In order to make notes the learner needs to be active in their review of the material, decide on the significant information and synthesise that information into smaller chunks. This process requires fairly deep levels of concentration and reduced distractions. Some people can perform this process of discernment without being taught how but many of today’s students find this challenging.
If we are to believe Nicholas Carr’s The Shallows, then the Internet is a factor which affects this process of distinguishing what is significant and what is not. I will comment in more detail on this fascinating book in a later blog post, but it is enough to say that Carr offers a plethora of evidence to support his notion that the Internet is a medium of distraction. As most students are frequent Net surfers, both at school and home, Carr suggests that this has changed the way they are able to process information, having difficulty with long-form texts and deep concentration. Thus, it is reasonable to suggest that some of today’s students lack the attentiveness required for revision and find it difficult to determine what the most salient feature of a text is. Even before the Internet, some students always found this process hard.
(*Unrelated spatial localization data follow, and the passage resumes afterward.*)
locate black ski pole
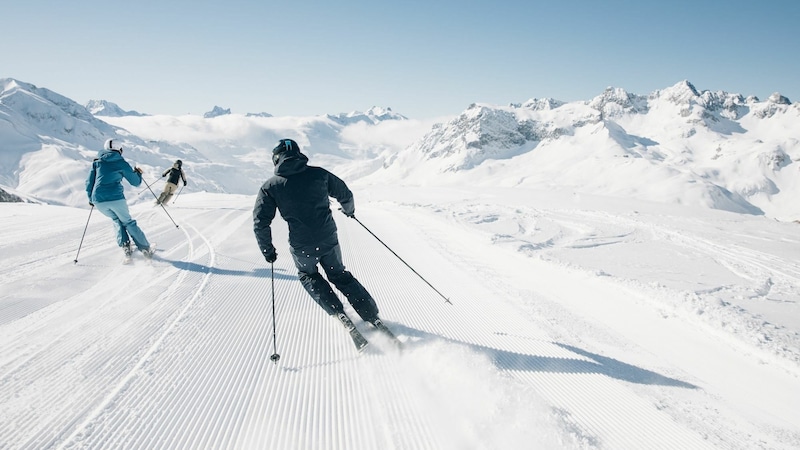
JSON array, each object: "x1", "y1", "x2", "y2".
[
  {"x1": 269, "y1": 262, "x2": 281, "y2": 363},
  {"x1": 140, "y1": 174, "x2": 179, "y2": 228},
  {"x1": 172, "y1": 185, "x2": 184, "y2": 205},
  {"x1": 346, "y1": 212, "x2": 453, "y2": 305},
  {"x1": 138, "y1": 177, "x2": 163, "y2": 195},
  {"x1": 74, "y1": 205, "x2": 94, "y2": 264}
]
So it would seem to me, if schools are going to have exams, then schools should make time for students to learn how to discern significance. For many teachers this is part of their repertoire of effective teaching practices. They will bookend their lessons with the learning goals and/or emphasise important points. They might keep a wall chart (or word document, flow chart, graphic representation, etc) of each lesson’s significant learning. They will show students how to summarise information through their regular teaching and learning activities. And whilst this may mean reducing content, a point I made in my previous blog post, the focus on the skill of discernment is vital.
Teachers and schools need to be involved in this process. In the long run, it will benefit students beyond school, enabling them to engage discerningly in further education, politics, media, culture, in other words, life.